The day after the attacks, I got a message from a journal that was just about to publish a longer text of mine on Lenin, telling me that they decided to postpone its publication—they considered it inopportune to publish a text on Lenin immediately after the terrorist attacks. Does this point toward ominous ideological rearticulations to come, with a new Berufsverbot (prohibition to employ radicals) much stronger and more widespread than the one in the Germany of the '70s?

These days, one often hears the phrase that the struggle is now the one for democracy—true, but not quite in the way this phrase is usually meant. Already, some leftist friends of mine have written me that, in these difficult moments, we had better keep our heads down and not push forward with our agenda. Against this temptation to duck out the crisis, one should insist that now the left should provide a better analysis. To not do so is to concede in advance the left's political and ethical defeat in the face of acts of quite genuine heroism on the part of ordinary people—like the passengers who, in a model of rational ethical action, apparently overtook the hijackers and provoked the early crash of the fourth plane over Pennsylvania.

So what about the phrase that reverberates everywhere, "Nothing will be the same after September 11"? Significantly, this phrase is never further elaborated—it's just an empty gesture of saying something "deep" without really knowing what we want to say. So our reaction to this phrase should be: Really? Or is it rather that the only thing effectively changed was that America was forced to realize the kind of world it is part of?

Such changes in perception are never without consequences, since the way we perceive our situation determines the way we act in it. Recall the processes of collapse of a political regime—say, the collapse of the Communist regimes in Eastern Europe. At a certain moment, people all of a sudden became aware that the game was over, that the Communists had lost. The break was purely symbolic, nothing changed "in reality"—and, nonetheless, from that moment on, the final collapse of the regime was just a question of days.

What if something of the same order did occur on September 11? We don't yet know what consequences in economy, ideology, politics and war this event will have, but one thing is sure: The United States, which, until now, perceived itself as an island exempted from this kind of violence, witnessing these kind of things only from the safe distance of a TV screen, is now directly involved. So the question is: Will Americans decide to further fortify their sphere, or risk stepping out of it? America has two choices. It can persist in or even amplify its deeply immoral attitude of "Why should this happen to us? Things like this don't happen here," leading to even more aggression toward the Outside—just like a paranoiac acting out. Or America can finally risk stepping through the fantasmatic screen separating it from the Outside world, accepting its arrival into the desert of the real—and thus make the long-overdue move from "A thing like this should not happen here" to "A thing like this should not happen anywhere!"

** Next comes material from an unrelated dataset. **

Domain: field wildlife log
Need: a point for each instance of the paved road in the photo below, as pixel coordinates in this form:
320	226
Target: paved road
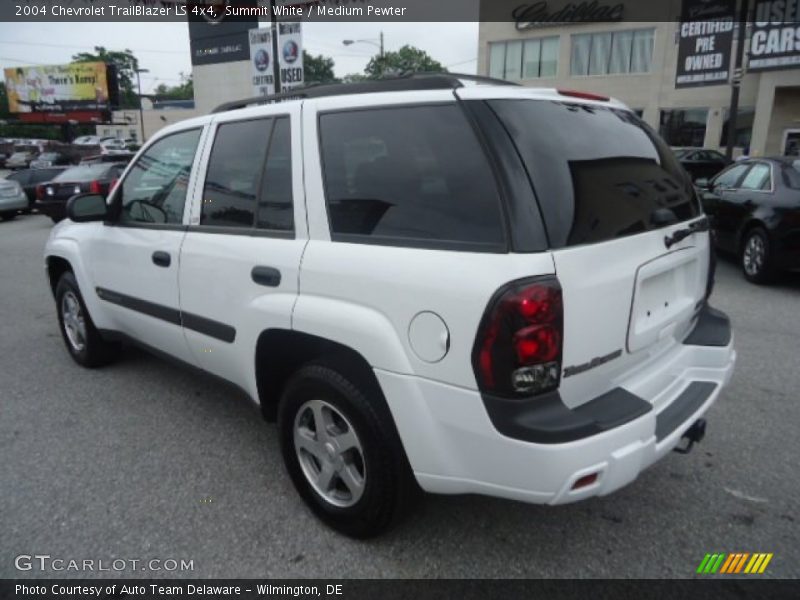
143	460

Therein resides the true lesson of the attacks: The only way to ensure that it will not happen here again is to prevent it from going on anywhere else. America should learn to humbly accept its own vulnerability as part of this world, enacting the punishment of those responsible as a sad duty, not as an exhilarating retaliation. Even though America's peace was bought by the catastrophes going on elsewhere, the predominant point of view remains that of an innocent gaze confronting unspeakable evil that struck from the Outside. One needs to gather the courage to recognize that the seed of evil is within us too.

In his campaign for the presidency, George W. Bush named Jesus Christ as the most important person in his life. Now he has a unique chance to prove that he meant it seriously. For him, as for all Americans today, "Love thy neighbor" means "Love the Muslims." Or it means nothing at all.